Matsubara Nagahide, Miyata Hiroaki, Gotoh Mitsukazu, Tomita Naohiro, Baba Hideo, Kimura Wataru, Nakagoe Tohru, Simada Mitsuo, Kitagawa Yuko, Sugihara Kenichi, Mori Masaki
1The Japanese Society of Gastroenterological Surgery, Working Group of Database Committee, Tokyo, Japan 2The Japanese Society of Gastroenterological Surgery, Database Committee, Tokyo, Japan 3National Clinical Database, Tokyo, Japan 4The Japanese Society of Gastroenterological Surgery, Tokyo, Japan.
Dis Colon Rectum. 2014 Sep;57(9):1075-81. doi: 10.1097/DCR.0000000000000176.
The health-care system, homogenous ethnicity, and operative strategy for lower rectal cancer surgery in Japan are to some extent unique compared to those in Western countries. The National Clinical Database is a newly established nationwide, large-scale surgical database in Japan.

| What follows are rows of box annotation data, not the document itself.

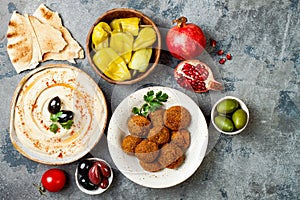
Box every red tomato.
[41,168,66,192]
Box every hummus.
[11,65,107,164]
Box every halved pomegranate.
[174,60,224,92]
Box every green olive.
[217,99,239,114]
[232,109,247,129]
[215,115,234,132]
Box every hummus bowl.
[10,64,107,165]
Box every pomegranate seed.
[210,39,217,47]
[219,58,226,65]
[226,53,232,60]
[217,50,224,56]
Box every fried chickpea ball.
[121,135,143,155]
[167,155,185,169]
[171,129,191,152]
[158,143,183,167]
[149,109,165,127]
[148,126,170,145]
[127,115,151,138]
[140,161,163,172]
[135,139,159,163]
[163,106,191,131]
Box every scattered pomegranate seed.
[217,50,224,56]
[226,53,232,60]
[210,39,217,47]
[219,58,226,65]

To illuminate Japanese national standards of clinical care and provide a basis for efforts to optimize patient care, we used this database to construct a risk model for a common procedure in colorectal surgery-low anterior resection for lower rectal cancer.

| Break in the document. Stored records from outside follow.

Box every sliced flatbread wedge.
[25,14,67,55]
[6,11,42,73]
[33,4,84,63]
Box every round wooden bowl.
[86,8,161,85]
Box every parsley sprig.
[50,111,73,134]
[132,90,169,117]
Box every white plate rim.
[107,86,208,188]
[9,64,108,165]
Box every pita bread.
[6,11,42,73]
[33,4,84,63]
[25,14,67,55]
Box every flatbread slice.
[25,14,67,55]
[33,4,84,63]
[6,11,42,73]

Data from the National Clinical Database on patients who underwent low anterior resection during 2011 were analyzed. Multiple logistic regression analyses were performed to generate predictive models of 30-day mortality and operative mortality. Receiver-operator characteristic curves were generated, and the concordance index was used to assess the model's discriminatory ability.
During the study period, data from 16,695 patients who had undergone low anterior resection were collected. The mean age was 66.2 years and 64.5% were male; 1.1% required an emergency procedure. Raw 30-day mortality was 0.4% and operative mortality was 0.9%. The postoperative incidence of anastomotic leakage was 10.2%. The risk model showed the following variables to be independent risk factors for both 30-day and operative mortality: BMI greater than 30 kg/m, previous peripheral vascular disease, preoperative transfusions, and disseminated cancer. The concordance indices were 0.77 for operative mortality and 0.75 for 30-day mortality.
The National Clinical Database is newly established and data entry depends on each hospital.
This is the first report of risk stratification on low anterior resection, as representative of rectal surgery, with the use of the large-scale national surgical database that we have recently established in Japan. The resulting risk models for 30-day and operative mortality from rectal surgery may provide important insights into the delivery of health care for patients undergoing GI surgery worldwide.
与西方国家相比,日本的医疗保健系统、同质化的种族以及低位直肠癌手术的手术策略在一定程度上具有独特性。国家临床数据库是日本新建立的全国性大规模外科手术数据库。
为阐明日本临床护理的国家标准并为优化患者护理的努力提供依据,我们使用该数据库构建了结直肠手术中一种常见手术——低位直肠癌低位前切除术的风险模型。
分析了国家临床数据库中2011年接受低位前切除术患者的数据。进行了多项逻辑回归分析以生成30天死亡率和手术死亡率的预测模型。生成了受试者工作特征曲线,并使用一致性指数评估模型的鉴别能力。
在研究期间,收集了16695例接受低位前切除术患者的数据。平均年龄为66.2岁,男性占64.5%;1.1%的患者需要急诊手术。30天原始死亡率为0.4%,手术死亡率为0.9%。吻合口漏的术后发生率为10.2%。风险模型显示以下变量是30天死亡率和手术死亡率的独立危险因素:体重指数大于30kg/m、既往周围血管疾病、术前输血和播散性癌症。手术死亡率的一致性指数为0.77,30天死亡率的一致性指数为0.75。
国家临床数据库是新建立的,数据录入依赖于每家医院。
这是首次使用我们最近在日本建立的大规模国家外科手术数据库对作为直肠手术代表的低位前切除术进行风险分层的报告。由此得出的直肠手术30天和手术死亡率风险模型可能为全球接受胃肠手术患者的医疗保健提供重要见解。